Ściany – ze skrzyni po pociskach do wyrzutni rakiet Grad; system ogrzewania – z tub po pociskach przeciwpancernych; woda – ze studni, wywierconej wiertłem wykonanym z pocisku z wyrzutni Uragan. Tak skonstruowany jest dom Igora, wzniesiony przez niego we wsi Dowheńke, w obwodzie charkowskim. „Po okupacji we wsi nie ocalał ani jeden budynek, nie było żadnych materiałów budowlanych. Postawiłem dom z tego, co było, czyli pozostałości po wojnie” – mówi Igor Kniaziew, jedyny rolnik w jednej z najbardziej zaminowanych miejscowości w Ukrainie, a więc tym samym na świecie [1].
Po wyzwoleniu oprócz Igora we wsi mieszka jeszcze tylko dziewięć osób. Głównie emeryci. Igor jest więc jedyną osobą, która tworzy tu miejsca pracy. Rozminowując teren, próbuje odbudować życie wsi. Wysoki, szczupły, opalony i uparty – jest dziś uosobieniem Dowheńke i nadzieją tego miejsca na nowy początek. „Mój dziadek się tu urodził i uprawiał ziemię, mój ojciec się tu urodził i uprawiał ziemię, ja się tu urodziłem, miałem duże gospodarstwo, obsiewałem pola. Tu urodziły się moje dzieci. A potem przyszli Rosjanie” – mówi Igor, rozglądając się wokół. We wsi nie ma teraz żadnego miejsca, które nie przypominałoby o toczących się walkach.

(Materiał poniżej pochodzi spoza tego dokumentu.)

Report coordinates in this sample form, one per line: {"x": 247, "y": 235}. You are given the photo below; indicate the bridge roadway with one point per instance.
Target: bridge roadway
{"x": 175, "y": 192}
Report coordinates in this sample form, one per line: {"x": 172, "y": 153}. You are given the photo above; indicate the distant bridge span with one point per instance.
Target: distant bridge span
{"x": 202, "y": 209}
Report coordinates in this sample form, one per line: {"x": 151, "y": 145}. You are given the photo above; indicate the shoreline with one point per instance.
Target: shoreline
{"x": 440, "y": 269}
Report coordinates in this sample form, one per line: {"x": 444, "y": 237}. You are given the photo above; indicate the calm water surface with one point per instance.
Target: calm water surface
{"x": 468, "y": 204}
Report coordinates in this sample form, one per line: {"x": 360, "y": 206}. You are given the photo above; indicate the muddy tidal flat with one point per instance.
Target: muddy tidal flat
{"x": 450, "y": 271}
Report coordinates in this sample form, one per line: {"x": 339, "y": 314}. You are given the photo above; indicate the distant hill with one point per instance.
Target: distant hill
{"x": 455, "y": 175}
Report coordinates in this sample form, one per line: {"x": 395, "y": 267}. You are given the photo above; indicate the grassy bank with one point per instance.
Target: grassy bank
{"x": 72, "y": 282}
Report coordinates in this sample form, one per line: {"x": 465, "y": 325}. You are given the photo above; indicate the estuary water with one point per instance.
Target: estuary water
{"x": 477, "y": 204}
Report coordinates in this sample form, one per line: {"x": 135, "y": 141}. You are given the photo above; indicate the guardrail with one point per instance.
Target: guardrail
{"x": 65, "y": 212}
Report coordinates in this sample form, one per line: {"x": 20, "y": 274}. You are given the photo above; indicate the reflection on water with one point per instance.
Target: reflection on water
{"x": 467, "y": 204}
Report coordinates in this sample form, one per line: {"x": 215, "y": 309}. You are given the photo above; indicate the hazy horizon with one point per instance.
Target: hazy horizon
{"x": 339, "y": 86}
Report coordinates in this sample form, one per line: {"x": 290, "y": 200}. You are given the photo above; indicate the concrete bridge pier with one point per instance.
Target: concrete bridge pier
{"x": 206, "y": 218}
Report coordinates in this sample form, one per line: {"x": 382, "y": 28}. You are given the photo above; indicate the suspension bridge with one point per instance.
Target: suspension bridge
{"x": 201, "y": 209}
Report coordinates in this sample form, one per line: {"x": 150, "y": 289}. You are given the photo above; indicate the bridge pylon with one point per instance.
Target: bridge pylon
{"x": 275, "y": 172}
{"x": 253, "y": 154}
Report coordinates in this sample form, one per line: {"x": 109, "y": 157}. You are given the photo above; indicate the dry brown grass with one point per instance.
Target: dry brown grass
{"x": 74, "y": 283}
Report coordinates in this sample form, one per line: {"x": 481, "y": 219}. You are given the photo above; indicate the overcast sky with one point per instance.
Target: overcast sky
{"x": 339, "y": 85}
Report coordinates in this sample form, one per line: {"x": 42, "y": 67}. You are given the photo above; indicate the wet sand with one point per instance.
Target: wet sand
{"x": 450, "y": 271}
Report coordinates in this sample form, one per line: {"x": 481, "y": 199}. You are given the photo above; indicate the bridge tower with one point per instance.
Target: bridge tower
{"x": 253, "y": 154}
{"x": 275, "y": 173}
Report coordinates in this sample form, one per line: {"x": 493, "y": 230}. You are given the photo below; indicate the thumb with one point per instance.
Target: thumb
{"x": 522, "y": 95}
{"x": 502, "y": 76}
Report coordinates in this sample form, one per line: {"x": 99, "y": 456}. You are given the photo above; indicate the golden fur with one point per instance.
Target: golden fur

„95 procent mojego gospodarstwa jest zaminowane”
Dowheńke leży na granicy obwodów donieckiego i charkowskiego, przy trasie łączącej dwa duże miasta przemysłowe. Przed wojną mieszkało tu 760 osób – prowadzili spokojne, wiejskie życie, sprzedawali plony i mleko do obwodu donieckiego. Położenie miejscowości, które przed wojną uznawano za dogodne, podczas pełnoskalowej inwazji okazało się przekleństwem.

Wiosną 2022 roku Dowheńke stało się forpocztą rosyjskiej ofensywy na kierunku słowiańskim. „Były walki pancerne, bazowali tu nasi żołnierze, potem zostali wyparci, wieś zajęli Rosjanie, a potem nasi ją odbili. Przez cały ten czas przetoczył się tu każdy rodzaj broni – od wyrzutni rakiet Uragan po miny. Jesteśmy pewnie najbardziej zaminowanym miejscem na świecie” – mówi Igor, ciężko krocząc przez drogę. Do jego roboczych butów przyklejają się czarne grudy ziemi. Droga to jedyne miejsce w Dowheńke, którędy można iść, nie patrząc pod nogi. Jeździły już tędy samochody i traktory, co oznacza, że jest tu bezpiecznie.
Wszystkie pozostałe tereny w okolicy mogą być potencjalnie zaminowane. Pola wokół wsi wygrodzone są czerwono-białymi słupkami ostrzegawczymi. W Dowheńke do dziś z ogrodów, rabatek i ścian domów wystają ogony pocisków. Oficjalna akcja humanitarnego rozminowywania wsi przebiega bardzo powoli.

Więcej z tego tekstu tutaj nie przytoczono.